The office was small, with an L-shaped desk dominating the space. Bookshelves lined the walls and were jammed to overflowing. What books didn't fit on the shelves were piled on the floor in towering stacks.
William Vanderkin sat at the desk, typing on his computer. A Styrofoam cup of coffee sat to the left of his keyboard.
He turned and looked me over.
"Mr. Ashland, I presume," he said, then stood and extended his hand. He was a bit shorter than my six-one, but he was wider, with a narrow waist and thick shoulders. He wore a sweater, jeans and hiking boots. His grip was firm and he smiled easily. He had clear blue eyes and blonde hair, brushed lightly at the sides with gray. His face was all sharp angles and smooth skin. He'd pulled a hat trick in the looks department: handsome, distinguished and slightly rugged.
"Mr. Vanderkin," I answered.
"You'll pardon the mess," he said. "But I've had so much work to do; grading papers, preparing a paper to be published..." his voice trailed off. "I guess housekeeping hasn't been my utmost priority." His smile revealed perfect white teeth. He cleared books off the visitor's chair, gestured for me to sit. I did. He went back to his desk chair, swiveled it so he was facing me, then sat.
I decided I didn't want to hear anything else about his schedule. So I got right to the point. "You wanted to talk about Tim Bantien?"
He nodded his head.
"How did you get my name?" I asked.
"Tim mentioned you often." He gave me a big, phony smile that was designed to make me feel good. It did just the opposite. "You were friends, right?" he asked.

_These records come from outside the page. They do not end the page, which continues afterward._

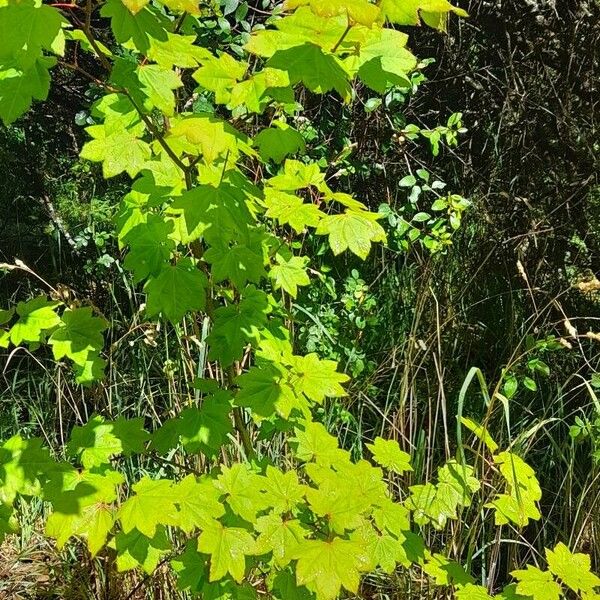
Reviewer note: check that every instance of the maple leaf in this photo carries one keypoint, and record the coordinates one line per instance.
(573, 569)
(314, 442)
(387, 453)
(264, 390)
(177, 51)
(216, 213)
(228, 548)
(284, 491)
(243, 490)
(191, 568)
(237, 325)
(134, 549)
(22, 464)
(81, 507)
(279, 536)
(537, 584)
(290, 209)
(353, 230)
(134, 30)
(26, 29)
(219, 75)
(208, 137)
(445, 571)
(199, 429)
(149, 247)
(289, 274)
(324, 567)
(318, 378)
(152, 505)
(198, 502)
(118, 150)
(96, 442)
(256, 92)
(158, 83)
(241, 262)
(471, 591)
(19, 87)
(276, 143)
(176, 290)
(357, 11)
(319, 71)
(407, 12)
(383, 61)
(78, 337)
(36, 317)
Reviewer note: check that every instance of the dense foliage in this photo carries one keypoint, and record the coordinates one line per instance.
(228, 131)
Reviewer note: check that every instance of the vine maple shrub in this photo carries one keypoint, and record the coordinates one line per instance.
(212, 228)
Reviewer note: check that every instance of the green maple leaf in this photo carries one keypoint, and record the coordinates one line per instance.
(26, 29)
(318, 70)
(216, 213)
(79, 336)
(264, 390)
(519, 504)
(297, 175)
(393, 517)
(134, 550)
(23, 463)
(356, 11)
(199, 429)
(82, 507)
(237, 325)
(537, 584)
(471, 591)
(176, 290)
(317, 378)
(277, 143)
(207, 136)
(240, 263)
(407, 12)
(445, 571)
(119, 150)
(352, 230)
(135, 31)
(219, 75)
(387, 453)
(314, 442)
(289, 274)
(96, 442)
(36, 317)
(8, 521)
(228, 548)
(573, 569)
(284, 587)
(290, 209)
(243, 490)
(279, 536)
(191, 568)
(332, 501)
(198, 502)
(158, 84)
(149, 247)
(177, 51)
(152, 505)
(255, 94)
(296, 29)
(325, 567)
(381, 549)
(284, 491)
(19, 87)
(383, 61)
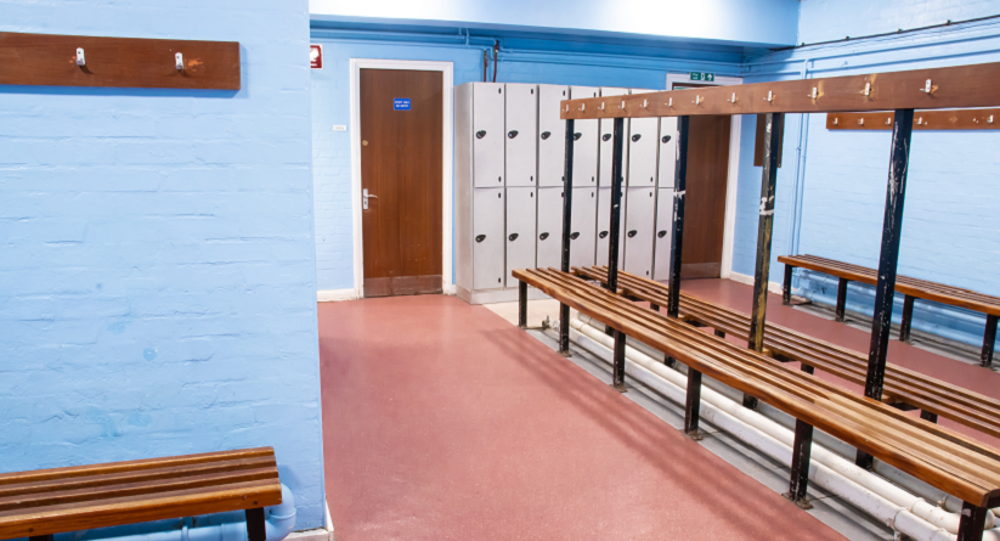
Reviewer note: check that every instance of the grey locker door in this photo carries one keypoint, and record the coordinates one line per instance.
(487, 135)
(640, 222)
(520, 230)
(551, 135)
(521, 134)
(642, 150)
(549, 251)
(488, 238)
(584, 219)
(585, 147)
(668, 152)
(603, 227)
(664, 233)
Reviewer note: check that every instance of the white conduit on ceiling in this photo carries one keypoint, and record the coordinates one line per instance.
(895, 507)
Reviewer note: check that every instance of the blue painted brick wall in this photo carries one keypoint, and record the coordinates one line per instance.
(157, 278)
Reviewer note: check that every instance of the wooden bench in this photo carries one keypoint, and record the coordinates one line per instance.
(911, 288)
(904, 389)
(944, 459)
(40, 503)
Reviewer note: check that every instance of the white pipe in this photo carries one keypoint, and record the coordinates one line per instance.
(898, 509)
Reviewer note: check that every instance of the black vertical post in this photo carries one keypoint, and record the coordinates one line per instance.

"We went to school together," I answered evenly.
"And I seem to recall Tim saying that you are a... a private detective, right?"
"Were you and Tim close? Like I said, I don't remember him mentioning your name."
I crossed my leg casually, my foot millimeters from a tall, wobbly stack of books.
He laughed, a hollow sound that reminded me of a politician being caught breaking a campaign promise.